Waterproof feeders holding several day’s worth of food that are secure from rodents and small, native birds and are easy for the chickens to operate. A freeze-proof freshwater system that replenishes itself every 6 hours with drainage and a spillway into grasses to keep mud from becoming a pathogen breeding ground. A solar-powered entry door controlled by a photocell opens the coop up in the morning and secures the birds inside at sundown to protect against predators. We purchased a professional-grade laying box from Hen Gear that immediately separates the eggs into a secure storage area that keeps them incredibly clean and protected from hens that might otherwise peck at them if not collected in the evening.
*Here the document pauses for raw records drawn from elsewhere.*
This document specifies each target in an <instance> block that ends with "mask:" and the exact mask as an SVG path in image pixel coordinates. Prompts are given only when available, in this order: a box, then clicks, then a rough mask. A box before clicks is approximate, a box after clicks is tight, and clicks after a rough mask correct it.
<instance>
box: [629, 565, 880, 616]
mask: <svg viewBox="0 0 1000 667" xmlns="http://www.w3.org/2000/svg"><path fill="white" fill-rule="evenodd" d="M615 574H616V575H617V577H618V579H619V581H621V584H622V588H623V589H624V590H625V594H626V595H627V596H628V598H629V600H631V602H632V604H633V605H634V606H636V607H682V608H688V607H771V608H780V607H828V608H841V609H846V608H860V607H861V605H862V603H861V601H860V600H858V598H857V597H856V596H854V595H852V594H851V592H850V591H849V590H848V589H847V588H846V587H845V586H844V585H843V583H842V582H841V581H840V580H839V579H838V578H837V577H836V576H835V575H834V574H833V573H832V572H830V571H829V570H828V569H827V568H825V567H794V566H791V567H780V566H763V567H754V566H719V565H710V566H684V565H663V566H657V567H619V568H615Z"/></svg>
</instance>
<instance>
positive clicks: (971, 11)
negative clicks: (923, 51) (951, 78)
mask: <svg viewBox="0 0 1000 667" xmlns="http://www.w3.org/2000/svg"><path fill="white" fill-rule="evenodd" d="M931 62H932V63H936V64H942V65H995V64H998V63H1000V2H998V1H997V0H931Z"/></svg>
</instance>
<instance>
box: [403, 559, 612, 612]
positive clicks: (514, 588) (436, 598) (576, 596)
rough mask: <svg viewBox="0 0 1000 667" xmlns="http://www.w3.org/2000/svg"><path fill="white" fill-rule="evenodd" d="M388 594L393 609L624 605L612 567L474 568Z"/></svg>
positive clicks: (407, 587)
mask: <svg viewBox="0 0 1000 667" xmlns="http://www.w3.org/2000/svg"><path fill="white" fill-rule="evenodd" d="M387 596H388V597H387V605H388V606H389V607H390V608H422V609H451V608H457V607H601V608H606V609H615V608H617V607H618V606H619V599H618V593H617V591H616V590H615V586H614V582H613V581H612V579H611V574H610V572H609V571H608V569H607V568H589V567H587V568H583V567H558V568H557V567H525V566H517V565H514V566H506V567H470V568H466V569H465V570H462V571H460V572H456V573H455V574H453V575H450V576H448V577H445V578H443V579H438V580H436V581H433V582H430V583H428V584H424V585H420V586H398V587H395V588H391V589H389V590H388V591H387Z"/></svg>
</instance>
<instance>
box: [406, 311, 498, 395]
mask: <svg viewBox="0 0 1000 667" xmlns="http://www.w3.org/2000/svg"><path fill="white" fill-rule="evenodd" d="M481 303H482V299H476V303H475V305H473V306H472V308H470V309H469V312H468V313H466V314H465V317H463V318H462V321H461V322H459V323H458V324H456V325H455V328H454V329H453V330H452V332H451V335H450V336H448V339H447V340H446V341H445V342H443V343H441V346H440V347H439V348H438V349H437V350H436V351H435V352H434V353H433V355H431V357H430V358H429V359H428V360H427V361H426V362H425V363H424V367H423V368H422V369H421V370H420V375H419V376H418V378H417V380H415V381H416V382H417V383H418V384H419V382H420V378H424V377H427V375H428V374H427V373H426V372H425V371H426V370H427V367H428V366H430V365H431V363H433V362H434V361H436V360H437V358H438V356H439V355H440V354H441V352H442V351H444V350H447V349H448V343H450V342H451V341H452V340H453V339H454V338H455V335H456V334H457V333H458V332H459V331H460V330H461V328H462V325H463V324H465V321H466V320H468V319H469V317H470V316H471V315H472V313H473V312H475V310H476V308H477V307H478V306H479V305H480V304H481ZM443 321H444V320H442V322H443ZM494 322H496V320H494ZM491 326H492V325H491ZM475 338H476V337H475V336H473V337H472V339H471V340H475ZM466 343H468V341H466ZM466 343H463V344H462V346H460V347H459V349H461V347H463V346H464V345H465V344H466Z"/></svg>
We used as much galvanized metal as possible, which makes chemical-free sanitation as easy as firing up the steam cleaner when needed. I have a weird love for the old WWII era Quonset Hut buildings, so the design was an easy choice, especially knowing we wanted it to be metal.
Square footage, roost bar space, and nest box capacity will accept up to 75 hens without overcrowding. To be safe, we are running 60 in this design as we figure out the manure load. We are using Premier electric net fencing to rotate them through three separate runs of pasture grass, so they always have fresh greens and bugs without overgrazing any one area.